Snitch

(M)  Dwayne Johnson, Barry Pepper, Jon Bernthal, Susan Sarandon

Snitch, the new movie for Dwayne “The Rock” Johnson, is not quite what you expect it to be.

Johnson plays John Matthews, owner of a trucking freight company and father of a young man who has been arrested for intent to deal drugs. While his involvement in the process was nothing more than reluctantly agreeing to accept a Fed-Ex package for a friend, the mandatory minimum laws mean that he is facing at least ten years in prison.

His only hope of reducing his sentence is to give up information which leads to the conviction of other drug dealers — but he doesn’t know any.

About half-an-hour into this movie I am wondering what on earth “The Rock” is doing there. This seems like the part for a dramatic actor, not an action hero.

But then it starts to become clear. Matthews goes to the US Attorney’s office with a proposal. While his son might not be able to name any drug dealers, what if Matthews can go out and find some?

A deal is struck and John Matthews is now an undercover drug-dealer hunter. With his access to semi-trailers an attractive proposition for dealers, it doesn’t take long before Matthews is deeper involved than either he or the US Attorney ever imagined he would be.

As an action movie, Snitch is less in the Arnold Schwarzenegger/Sylvester Stallone tradition, where you would expect a wrestler-turned-actor to make their home, and more in Mel Gibson/Harrison Ford vein.

The film even culminates in a semi-trailer chase sequence which is reminiscent of Mad Max 2, minus the post-apocalyptic wasteland.

Instead of being non-stop explosions and whammies, director Ric Roman Waugh, whose background is as a stuntman, delivers a film with decent narrative pacing and balance and a surprising amount of genuine emotion.

The problem this presents, though, is that Dwayne Johnson as your leading man sometimes lacks the dramatic range to pull off some of the film’s more human moments.

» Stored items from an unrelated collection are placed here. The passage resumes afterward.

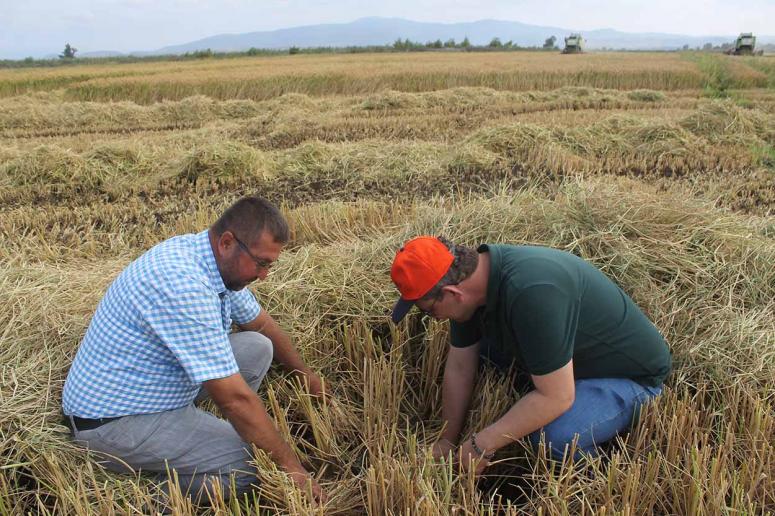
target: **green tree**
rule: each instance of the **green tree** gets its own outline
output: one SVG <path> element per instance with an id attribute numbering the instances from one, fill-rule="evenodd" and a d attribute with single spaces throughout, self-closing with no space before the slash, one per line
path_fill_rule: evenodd
<path id="1" fill-rule="evenodd" d="M 188 52 L 186 52 L 186 55 L 188 55 Z M 204 50 L 194 50 L 191 55 L 197 59 L 208 59 L 213 57 L 213 51 L 210 48 L 206 48 Z"/>
<path id="2" fill-rule="evenodd" d="M 444 42 L 444 46 L 446 48 L 455 48 L 455 39 L 454 38 L 448 39 L 447 41 Z"/>
<path id="3" fill-rule="evenodd" d="M 288 53 L 292 56 L 298 54 L 299 52 L 300 52 L 299 47 L 291 47 L 288 49 Z"/>
<path id="4" fill-rule="evenodd" d="M 78 52 L 78 49 L 71 47 L 70 43 L 67 43 L 65 44 L 65 49 L 59 54 L 59 59 L 73 59 L 76 52 Z"/>
<path id="5" fill-rule="evenodd" d="M 555 48 L 555 43 L 557 43 L 557 36 L 551 36 L 546 38 L 546 41 L 544 41 L 544 48 L 546 49 L 552 49 Z"/>
<path id="6" fill-rule="evenodd" d="M 431 43 L 431 47 L 433 47 L 433 48 L 443 48 L 444 47 L 444 43 L 442 43 L 440 39 L 437 39 L 436 41 Z"/>
<path id="7" fill-rule="evenodd" d="M 407 50 L 408 51 L 408 50 L 412 50 L 413 48 L 421 48 L 421 47 L 423 47 L 422 43 L 415 43 L 414 41 L 412 41 L 409 38 L 406 38 L 406 39 L 398 38 L 393 43 L 393 48 L 395 48 L 396 50 Z"/>
<path id="8" fill-rule="evenodd" d="M 468 41 L 468 36 L 463 38 L 463 41 L 460 42 L 460 48 L 471 48 L 471 42 Z"/>
<path id="9" fill-rule="evenodd" d="M 490 48 L 501 48 L 503 46 L 503 43 L 501 43 L 500 38 L 492 38 L 490 41 L 490 44 L 487 45 Z"/>

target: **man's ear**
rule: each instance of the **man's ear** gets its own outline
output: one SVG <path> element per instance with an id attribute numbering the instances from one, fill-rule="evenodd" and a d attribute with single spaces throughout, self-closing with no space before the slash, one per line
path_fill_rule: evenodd
<path id="1" fill-rule="evenodd" d="M 459 285 L 447 285 L 445 287 L 441 287 L 441 290 L 442 292 L 446 292 L 447 294 L 452 295 L 456 301 L 463 299 L 463 291 Z"/>
<path id="2" fill-rule="evenodd" d="M 237 241 L 234 240 L 234 233 L 231 231 L 224 231 L 221 233 L 221 236 L 218 237 L 218 250 L 221 254 L 227 252 L 234 245 L 237 245 Z"/>

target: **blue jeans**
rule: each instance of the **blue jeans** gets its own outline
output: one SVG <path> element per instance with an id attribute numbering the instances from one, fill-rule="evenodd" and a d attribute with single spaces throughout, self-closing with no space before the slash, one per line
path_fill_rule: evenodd
<path id="1" fill-rule="evenodd" d="M 576 400 L 567 412 L 528 437 L 538 446 L 543 432 L 548 451 L 562 459 L 578 434 L 575 457 L 581 452 L 597 455 L 598 445 L 630 429 L 640 407 L 662 392 L 628 378 L 585 378 L 576 380 Z"/>

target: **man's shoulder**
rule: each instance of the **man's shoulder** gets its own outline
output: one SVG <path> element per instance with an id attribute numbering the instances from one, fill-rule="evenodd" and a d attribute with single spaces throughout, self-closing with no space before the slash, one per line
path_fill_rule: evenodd
<path id="1" fill-rule="evenodd" d="M 196 235 L 169 238 L 132 262 L 124 280 L 156 288 L 181 288 L 192 280 L 207 285 L 207 267 L 196 246 Z"/>
<path id="2" fill-rule="evenodd" d="M 575 267 L 583 261 L 573 253 L 554 247 L 499 244 L 490 248 L 498 252 L 505 267 L 511 266 L 507 269 L 509 272 L 514 272 L 514 267 L 525 271 L 553 271 L 558 268 Z"/>
<path id="3" fill-rule="evenodd" d="M 571 253 L 529 245 L 499 245 L 497 252 L 503 297 L 513 299 L 533 287 L 572 291 L 578 286 L 581 259 Z"/>
<path id="4" fill-rule="evenodd" d="M 505 260 L 543 260 L 559 261 L 575 260 L 577 257 L 562 249 L 541 245 L 491 244 L 490 251 L 497 252 Z"/>
<path id="5" fill-rule="evenodd" d="M 153 263 L 156 266 L 175 265 L 175 267 L 190 265 L 197 261 L 196 235 L 178 235 L 148 249 L 138 262 Z"/>

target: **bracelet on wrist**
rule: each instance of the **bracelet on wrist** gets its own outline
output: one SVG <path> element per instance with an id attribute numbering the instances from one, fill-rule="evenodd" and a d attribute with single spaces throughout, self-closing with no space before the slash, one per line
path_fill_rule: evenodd
<path id="1" fill-rule="evenodd" d="M 476 444 L 476 433 L 471 434 L 471 448 L 473 448 L 477 455 L 483 459 L 490 460 L 495 457 L 494 451 L 491 451 L 490 453 L 484 453 L 484 450 L 481 449 L 478 444 Z"/>

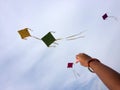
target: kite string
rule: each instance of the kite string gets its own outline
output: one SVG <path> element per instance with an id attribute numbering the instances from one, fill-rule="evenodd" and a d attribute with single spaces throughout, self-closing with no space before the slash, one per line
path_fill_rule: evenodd
<path id="1" fill-rule="evenodd" d="M 38 40 L 41 40 L 40 38 L 38 38 L 38 37 L 36 37 L 36 36 L 31 36 L 31 37 L 33 37 L 33 38 L 35 38 L 35 39 L 38 39 Z"/>
<path id="2" fill-rule="evenodd" d="M 33 31 L 32 29 L 30 29 L 30 28 L 26 28 L 27 30 L 30 30 L 30 31 Z M 35 39 L 38 39 L 38 40 L 41 40 L 40 38 L 38 38 L 38 37 L 36 37 L 36 36 L 31 36 L 31 37 L 33 37 L 33 38 L 35 38 Z"/>

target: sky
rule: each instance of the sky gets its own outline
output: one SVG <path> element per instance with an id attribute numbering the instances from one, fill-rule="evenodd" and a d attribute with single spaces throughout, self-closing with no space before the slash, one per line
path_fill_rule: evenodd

You don’t often hear this said about an action movie, but Snitch has a really interesting musical score. Composed by Brazil’s Antonio Pinto, the score consists primarily of strings and percussion, and prominently features a single cello, which gives the sound a real Deadwood feel. The music ends up being the most surprising and original aspect of the film.

Waugh and Johnson, who is also one of the film’s producers, appear to have intended for this film to be seen as a political comment about the problems with the mandatory minimum system — the film finishes with captions giving figures comparing mandatory minimum drug sentence lengths to those of murder and rape convictions — but I don’t know that many viewers will engage with the movie on that level.

However, if you are capable of suspending your disbelief and accepting the storyline before you, you will find Snitch to be a reasonable action film.